“AUNT LUCIA” WENT OVER BIG IN CRANBROOK – Played To Good House At Each Performance – Drama and Features Showed What Cranbrook Talent Can Do When It Rises To Occasion
Someone has said that “A little nonsense now and then is relished by the best of men.” This seems to hold true in the production of “Aunt Lucia.” played here on Thursday, Friday and Saturday evenings of last week, with a matinee for the children Wednesday evening. It was not a heavy drama by any means but it evoked plenty of fun, and each performance went over well. Saturday night the Auditorium was taxed to its full seating capacity.
The show opened with a baby pageant with dramatic readings by Mrs J. Norgrove. An interesting scene was unfolded when the curtain rose on the stage filled with little children grouped as if ready for slumberland. It was a pretty scene, and Mrs. Norgrove fitted into the picture admirably.
In the play proper George Macdonald took the role of Jerry Watson as “Aunt Lucia,” and unstinted praise was given him for his perfect handling of a very difficult part, and to the fact that he did not overdo it, which in less capable hands might have been the result. Others in the cast were Bill Taylor, as George, a college student; Lorne Watson, as Dick, a football star; Beulah Hill, as Molly, Dick’s girl; Louise Robertson, as Betsy, George’s girl; Gracie McNeil as Ethelyn, Jerry’s girl; Mrs. P.W. Willis, as Dean Howard; A.C. Shankland, as Professor Gaddis; Dr. Fergie, as Dr. Seamore; Mrs. G.F. Marsh, as Mrs. Seamore; Bert Sang, as Mr. Butter and Egg; T. Godfrey, as Mr. Collins; Dr. Mittun, as first freshman; Tommy Moore, as second freshman; Don Burton, as glee club president; Jack Atchison, as fraternity president; Ian Cameron, as cheer leader; Gordon Hanna, as college sheik. All took their parts well and each deserves a paragraph, but lack of space forbids. Mrs. Willis and Art Shankland both gave evidence of outstanding histrionic ability. The play was a scream from start to finish. The plot is set around a case of mistaken identity and offers a vehicle for many amusing saituations.

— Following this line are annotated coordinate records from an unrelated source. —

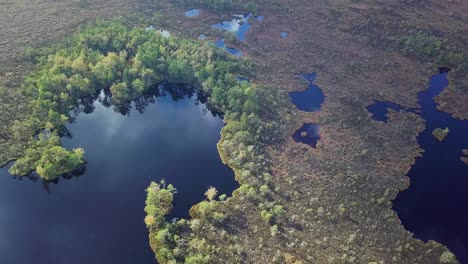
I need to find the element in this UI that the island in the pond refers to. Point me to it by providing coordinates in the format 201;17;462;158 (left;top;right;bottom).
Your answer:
0;0;468;264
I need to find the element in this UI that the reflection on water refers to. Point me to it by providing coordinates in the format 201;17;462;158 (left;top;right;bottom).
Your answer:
289;73;325;112
185;9;200;17
213;14;252;41
289;73;325;148
0;85;237;264
292;124;320;148
215;39;244;57
367;72;468;263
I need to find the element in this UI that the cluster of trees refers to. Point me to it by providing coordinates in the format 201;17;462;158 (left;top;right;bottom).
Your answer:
398;30;468;72
10;21;286;182
10;133;84;181
14;17;285;263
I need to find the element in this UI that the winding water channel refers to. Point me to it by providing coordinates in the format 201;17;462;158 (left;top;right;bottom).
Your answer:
0;85;238;264
368;72;468;263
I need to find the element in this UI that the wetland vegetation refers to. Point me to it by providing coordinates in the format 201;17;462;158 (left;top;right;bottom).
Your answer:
0;0;468;264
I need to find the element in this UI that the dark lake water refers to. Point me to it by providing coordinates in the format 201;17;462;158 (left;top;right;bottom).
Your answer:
289;73;325;112
215;39;244;57
213;14;254;41
0;83;238;264
289;73;325;148
185;9;200;17
292;123;320;148
368;73;468;263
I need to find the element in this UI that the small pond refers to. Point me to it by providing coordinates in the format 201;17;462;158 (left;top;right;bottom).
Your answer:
289;73;325;112
367;72;468;263
289;73;325;148
213;14;252;41
0;85;238;264
215;39;244;57
185;9;200;17
292;123;320;148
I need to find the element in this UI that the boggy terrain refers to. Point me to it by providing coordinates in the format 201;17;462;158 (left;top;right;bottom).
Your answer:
0;0;468;263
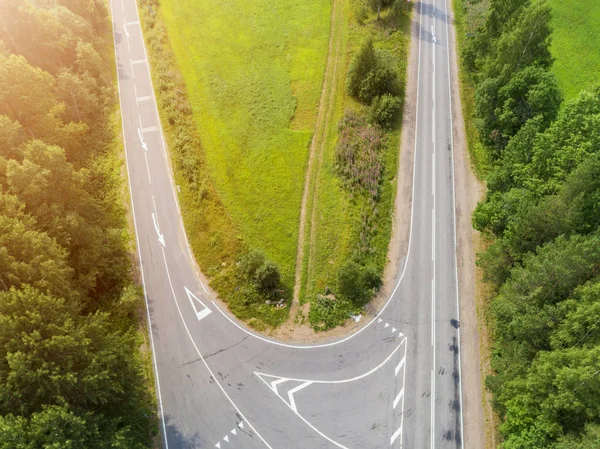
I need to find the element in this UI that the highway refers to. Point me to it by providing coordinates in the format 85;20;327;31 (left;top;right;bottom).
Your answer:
110;0;465;449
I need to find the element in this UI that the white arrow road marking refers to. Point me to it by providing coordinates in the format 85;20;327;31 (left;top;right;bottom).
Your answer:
183;286;212;321
394;356;406;376
144;151;152;184
393;387;404;410
254;340;406;449
152;212;167;248
152;195;167;248
390;426;402;444
138;128;148;151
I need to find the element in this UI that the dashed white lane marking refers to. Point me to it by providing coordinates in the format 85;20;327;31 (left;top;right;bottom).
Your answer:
392;387;404;410
390;426;402;444
135;95;153;105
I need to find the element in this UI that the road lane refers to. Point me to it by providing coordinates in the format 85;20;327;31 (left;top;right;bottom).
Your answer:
111;0;462;449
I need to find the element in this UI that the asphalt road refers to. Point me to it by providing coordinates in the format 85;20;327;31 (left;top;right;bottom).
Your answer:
110;0;463;449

The choruses were bright and snappy. The girls taking part were: Pearl Sang, Evelyn Ward, Celina Dixon, Kathleen Haley, Bessie Johnson, Lois Dixon, Enid Shankland, Oeggy Johnston, Harriet Home.
Men’s chorus: Jack McLaren, Al McBroom, Don Burton, Don Bentley, Dr. Fergie, Doug. Gray, Eddie Taylor, Ian Cameron, Joe Little.
Flappers Make Hit
The college flappers made an instantaneous hit. All are accustomed to seeing Doc. Miles, Charlie Little, Bill Harris and the others saunter along Baker street. But dress these same men in rich evening gowns, with high heeled shoes and silk hosiery and you have a transformation scene that is bewildering even to their closest friends. Those taking part were: C.J. Little, as sorority president; Bill Harris, as Peaches Browning; Dr. Miles, as Gloria Swanson; Sully Sullivan, as gold digger; Dutch Harris, as conceited junior; Doug. Gray, as Powerful Katrinka; Eddie Taylor, as Clara Bow; Bill Willis, as “Maggie”; Gordon Hanna, as Matilda Jane; Charlie Thomas, as Rio Rita; and Tommy Moore as Ruth Chatterton. Introduced by Doc. Mittun, the college freshman with the Swedish dialect, the flappers strutted their stuff across the stage, and Doc. Miles was presented with a bouquet in the form of a nice head of cauliflower.
Specialty dancing was done by Alan DeWolf and his daughter Gladys, and Suzanne Staples, all three receiving rounds of applause.
In the milkmaids’ chorus were: Hazel Bowley, Evelyn Bowley, Sylvia Baker, Pauline Bowness, Grace Baker, Madeline Woodman, Tiny Rutledge, Lois Graham, Audrey Collier, Edna Collier.
Orchestra Deserves Credit
Due credit must be given to the members of the local orchestra who devoted their time and their talents to the affair. This was composed of Vic. Edwards, piano; Roy Linnell, first violin; A.E. Turner, second violin; Miss Wanda Fink, cello; D.A. Kay, slide trombone; Walter Ingles, drums.
At the conclusion of Saturday night’s performance, and just before the drop of the curtain, Miss Jean Hollingsworth, who directed the play, was introduced to the house and received a hearty round of applause from the cast, with which she had worked, and from the audience for the results of her untiring efforts.
From a financial point the play was a success. The net receipts amounted to $454.00, of which one-half, or $227.00, goes to the local Gyro Club.